Burnett agrees, stating,
I think there is probably a sense of ‘import’ or ‘weight’ which [black and white] gets, sometimes intended, sometimes unintended. But much of that is cultural. We ‘expect’ it to be important because so many of the important images of our time have been only in [black and white].
This ingrained response is what led Strazzante to stop converting his work in post a few years ago.
Some photo judges can be manipulated by a portfolio, story or single image converted to black and white. Black and white photos look more important. They feed on the collective memory of people who remember fantastic images from the past and, definitely, play on that nostalgia. If top notch professionals can be swayed by an image converted to black and white, just imagine the effect on the less savvy.
Is It a Gimmick?
Strazzante’s Instagram feed is filled with black and white street photography, and he suggests, “photographing in black and white, like shooting with a tilt shift lens or with a camera phone, can be just another gimmick in a photographer’s bag of tricks.”
But black and white has a practical function of creating visual cohesion for a set of images – particularly when a set of images is taken in vastly different lighting conditions and white balance temperatures. Strazzante points out that, “Most times, color is a distraction and keeps the viewer from examining other elements of a frame.”
For the documentary photographer, communication of the story is the key success criteria. The selection of black and white vs color is a tool that either advances or detracts from this success. Fitzmaurice says, “If I feel that the color is distracting or interfering with what I am trying to communicate, I may make the decision to go black and white. I try to choose the right tool to tell each story as effectively as possible.”
In the strictest definition (“a trick or device to attract attention”), black and white is a gimmick for many photographers. But unlike a tilt shift effect that might as well be a grease pencil circling a subject, the best photographers use black and white so that color doesn’t unnecessarily detract.

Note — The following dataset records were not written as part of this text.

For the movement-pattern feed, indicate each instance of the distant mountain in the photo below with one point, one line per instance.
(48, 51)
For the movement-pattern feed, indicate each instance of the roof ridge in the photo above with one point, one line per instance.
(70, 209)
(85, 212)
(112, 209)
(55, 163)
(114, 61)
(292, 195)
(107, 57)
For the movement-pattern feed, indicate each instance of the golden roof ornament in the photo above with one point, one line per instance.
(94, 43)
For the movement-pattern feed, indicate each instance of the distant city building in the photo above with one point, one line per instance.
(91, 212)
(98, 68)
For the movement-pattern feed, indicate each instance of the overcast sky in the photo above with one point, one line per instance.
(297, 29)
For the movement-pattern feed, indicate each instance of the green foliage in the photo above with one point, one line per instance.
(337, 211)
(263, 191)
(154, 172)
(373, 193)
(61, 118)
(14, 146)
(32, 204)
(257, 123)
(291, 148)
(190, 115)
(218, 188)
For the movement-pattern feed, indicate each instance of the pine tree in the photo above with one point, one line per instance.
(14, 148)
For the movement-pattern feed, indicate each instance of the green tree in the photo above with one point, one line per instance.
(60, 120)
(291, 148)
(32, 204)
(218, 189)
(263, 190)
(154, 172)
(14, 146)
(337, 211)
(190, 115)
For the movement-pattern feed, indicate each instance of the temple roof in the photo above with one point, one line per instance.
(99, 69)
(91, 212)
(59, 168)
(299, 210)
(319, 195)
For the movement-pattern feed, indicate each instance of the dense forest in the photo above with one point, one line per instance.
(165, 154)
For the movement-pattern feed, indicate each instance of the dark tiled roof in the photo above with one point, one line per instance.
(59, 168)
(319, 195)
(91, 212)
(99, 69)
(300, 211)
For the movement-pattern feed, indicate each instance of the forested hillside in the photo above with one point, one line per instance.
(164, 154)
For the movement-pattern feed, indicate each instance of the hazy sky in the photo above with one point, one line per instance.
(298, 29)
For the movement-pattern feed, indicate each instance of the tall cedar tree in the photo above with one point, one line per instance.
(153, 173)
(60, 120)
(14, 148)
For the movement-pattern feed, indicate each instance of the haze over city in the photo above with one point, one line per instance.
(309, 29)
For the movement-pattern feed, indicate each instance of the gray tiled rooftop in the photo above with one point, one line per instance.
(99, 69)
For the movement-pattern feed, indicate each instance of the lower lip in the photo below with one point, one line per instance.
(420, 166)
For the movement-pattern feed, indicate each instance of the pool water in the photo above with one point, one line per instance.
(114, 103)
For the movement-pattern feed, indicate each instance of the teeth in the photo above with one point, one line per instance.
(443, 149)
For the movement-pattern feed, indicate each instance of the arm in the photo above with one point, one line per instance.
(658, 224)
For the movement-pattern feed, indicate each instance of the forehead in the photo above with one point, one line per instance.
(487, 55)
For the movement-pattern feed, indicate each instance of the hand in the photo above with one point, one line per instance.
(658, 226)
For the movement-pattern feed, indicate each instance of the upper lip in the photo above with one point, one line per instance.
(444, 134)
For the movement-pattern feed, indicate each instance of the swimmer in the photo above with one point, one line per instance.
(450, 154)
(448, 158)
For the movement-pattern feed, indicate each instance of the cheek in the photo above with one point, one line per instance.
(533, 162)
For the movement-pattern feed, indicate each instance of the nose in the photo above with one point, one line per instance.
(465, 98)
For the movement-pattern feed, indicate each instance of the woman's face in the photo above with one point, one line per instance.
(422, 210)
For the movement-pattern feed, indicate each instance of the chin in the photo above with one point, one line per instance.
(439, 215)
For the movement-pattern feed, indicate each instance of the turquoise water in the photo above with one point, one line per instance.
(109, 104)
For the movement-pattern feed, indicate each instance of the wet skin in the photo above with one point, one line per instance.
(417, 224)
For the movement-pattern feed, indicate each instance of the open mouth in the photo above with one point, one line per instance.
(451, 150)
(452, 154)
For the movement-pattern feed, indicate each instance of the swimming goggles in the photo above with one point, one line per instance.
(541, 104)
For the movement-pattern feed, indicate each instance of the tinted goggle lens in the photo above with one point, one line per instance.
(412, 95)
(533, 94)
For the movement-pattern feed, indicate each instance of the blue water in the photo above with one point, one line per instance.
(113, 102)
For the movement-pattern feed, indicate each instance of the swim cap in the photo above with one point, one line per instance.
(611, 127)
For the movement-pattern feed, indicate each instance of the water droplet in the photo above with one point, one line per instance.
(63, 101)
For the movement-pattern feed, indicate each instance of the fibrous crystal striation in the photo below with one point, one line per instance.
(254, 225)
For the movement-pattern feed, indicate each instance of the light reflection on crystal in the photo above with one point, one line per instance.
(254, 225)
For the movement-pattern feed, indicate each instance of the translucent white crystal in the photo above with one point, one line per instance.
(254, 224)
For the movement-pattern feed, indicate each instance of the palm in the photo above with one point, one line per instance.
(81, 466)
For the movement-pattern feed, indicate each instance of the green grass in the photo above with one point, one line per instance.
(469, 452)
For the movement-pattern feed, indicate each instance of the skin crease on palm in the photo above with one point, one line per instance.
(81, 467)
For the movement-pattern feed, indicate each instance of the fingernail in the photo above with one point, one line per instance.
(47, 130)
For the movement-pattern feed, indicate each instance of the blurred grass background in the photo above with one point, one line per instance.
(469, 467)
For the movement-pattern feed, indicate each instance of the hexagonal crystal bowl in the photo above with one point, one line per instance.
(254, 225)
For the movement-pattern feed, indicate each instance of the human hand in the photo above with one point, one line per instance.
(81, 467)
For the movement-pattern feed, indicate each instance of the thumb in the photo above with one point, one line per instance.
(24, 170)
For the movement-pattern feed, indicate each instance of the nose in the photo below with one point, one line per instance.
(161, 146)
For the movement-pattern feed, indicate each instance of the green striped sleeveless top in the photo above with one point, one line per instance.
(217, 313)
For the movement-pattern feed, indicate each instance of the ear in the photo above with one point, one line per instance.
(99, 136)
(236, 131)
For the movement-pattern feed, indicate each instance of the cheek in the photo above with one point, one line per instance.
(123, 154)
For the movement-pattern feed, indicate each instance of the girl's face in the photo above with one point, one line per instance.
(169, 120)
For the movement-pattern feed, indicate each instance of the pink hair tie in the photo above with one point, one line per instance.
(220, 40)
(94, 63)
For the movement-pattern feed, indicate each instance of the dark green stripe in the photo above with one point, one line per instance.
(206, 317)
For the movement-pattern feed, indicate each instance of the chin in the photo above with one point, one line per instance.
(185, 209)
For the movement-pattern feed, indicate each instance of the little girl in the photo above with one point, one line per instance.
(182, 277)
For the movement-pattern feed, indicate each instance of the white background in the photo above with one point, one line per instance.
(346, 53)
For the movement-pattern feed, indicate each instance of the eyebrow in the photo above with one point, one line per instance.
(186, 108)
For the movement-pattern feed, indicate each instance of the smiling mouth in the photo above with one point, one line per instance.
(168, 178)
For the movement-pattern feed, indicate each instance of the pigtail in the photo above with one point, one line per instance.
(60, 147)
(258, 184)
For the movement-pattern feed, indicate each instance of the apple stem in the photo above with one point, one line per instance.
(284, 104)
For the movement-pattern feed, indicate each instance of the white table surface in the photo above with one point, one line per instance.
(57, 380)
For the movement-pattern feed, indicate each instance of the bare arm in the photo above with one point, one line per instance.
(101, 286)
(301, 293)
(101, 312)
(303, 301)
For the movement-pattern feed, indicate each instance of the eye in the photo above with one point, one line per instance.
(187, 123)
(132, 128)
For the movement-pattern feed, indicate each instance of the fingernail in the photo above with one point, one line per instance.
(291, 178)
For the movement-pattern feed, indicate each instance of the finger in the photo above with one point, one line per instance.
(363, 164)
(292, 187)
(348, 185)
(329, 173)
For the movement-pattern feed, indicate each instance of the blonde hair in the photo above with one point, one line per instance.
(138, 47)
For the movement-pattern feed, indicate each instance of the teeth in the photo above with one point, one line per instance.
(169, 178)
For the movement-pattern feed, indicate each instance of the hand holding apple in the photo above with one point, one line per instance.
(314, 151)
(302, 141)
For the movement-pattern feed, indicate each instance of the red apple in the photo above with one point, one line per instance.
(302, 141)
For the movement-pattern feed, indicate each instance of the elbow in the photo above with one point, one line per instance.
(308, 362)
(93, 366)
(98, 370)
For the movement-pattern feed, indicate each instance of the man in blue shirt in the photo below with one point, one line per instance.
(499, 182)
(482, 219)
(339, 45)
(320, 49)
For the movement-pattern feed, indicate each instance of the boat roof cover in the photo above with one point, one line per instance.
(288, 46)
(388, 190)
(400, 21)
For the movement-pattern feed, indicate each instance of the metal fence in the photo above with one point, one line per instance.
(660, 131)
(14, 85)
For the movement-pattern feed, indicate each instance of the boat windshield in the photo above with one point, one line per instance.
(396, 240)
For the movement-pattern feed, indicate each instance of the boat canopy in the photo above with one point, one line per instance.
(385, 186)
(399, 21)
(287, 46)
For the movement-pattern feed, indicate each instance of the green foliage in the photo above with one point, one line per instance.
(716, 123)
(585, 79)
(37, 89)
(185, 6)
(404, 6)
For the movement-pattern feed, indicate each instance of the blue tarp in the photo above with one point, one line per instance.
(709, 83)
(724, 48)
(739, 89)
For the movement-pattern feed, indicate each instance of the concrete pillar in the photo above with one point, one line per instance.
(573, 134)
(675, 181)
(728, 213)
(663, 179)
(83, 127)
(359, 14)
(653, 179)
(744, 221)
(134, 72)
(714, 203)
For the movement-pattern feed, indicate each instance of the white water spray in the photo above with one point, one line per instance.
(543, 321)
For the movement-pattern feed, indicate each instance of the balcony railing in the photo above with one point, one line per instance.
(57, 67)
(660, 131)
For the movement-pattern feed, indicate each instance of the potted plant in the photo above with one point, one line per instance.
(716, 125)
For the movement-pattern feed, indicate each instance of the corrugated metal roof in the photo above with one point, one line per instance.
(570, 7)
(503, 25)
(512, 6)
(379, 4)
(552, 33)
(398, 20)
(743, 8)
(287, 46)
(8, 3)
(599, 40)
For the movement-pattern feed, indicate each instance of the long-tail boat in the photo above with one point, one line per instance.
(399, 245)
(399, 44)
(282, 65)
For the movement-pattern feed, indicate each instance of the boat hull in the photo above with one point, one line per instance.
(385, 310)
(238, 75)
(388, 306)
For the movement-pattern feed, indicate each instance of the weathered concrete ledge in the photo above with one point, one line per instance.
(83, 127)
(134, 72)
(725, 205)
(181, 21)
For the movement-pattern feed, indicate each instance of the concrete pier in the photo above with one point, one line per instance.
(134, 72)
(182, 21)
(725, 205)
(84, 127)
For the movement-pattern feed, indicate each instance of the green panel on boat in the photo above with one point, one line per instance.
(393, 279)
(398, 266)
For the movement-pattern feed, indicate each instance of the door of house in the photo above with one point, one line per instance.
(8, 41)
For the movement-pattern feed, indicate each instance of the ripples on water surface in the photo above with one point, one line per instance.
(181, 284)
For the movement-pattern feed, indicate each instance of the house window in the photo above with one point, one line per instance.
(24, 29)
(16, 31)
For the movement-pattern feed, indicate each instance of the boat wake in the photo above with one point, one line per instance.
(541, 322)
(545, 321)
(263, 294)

And even if we are aware of the nostalgia surrounding black and white, there is still something aethestically pleasing in a well-composed, properly exposed black and white image. Litherland sums it up, “For as much as I love color, there’s just something about looking at a black-and-white fiber print hanging in a gallery somewhere and taking in all the details of a photo grain-by-grain (or pixel-by-pixel) that make my soul happy and my eyes seeing differently.”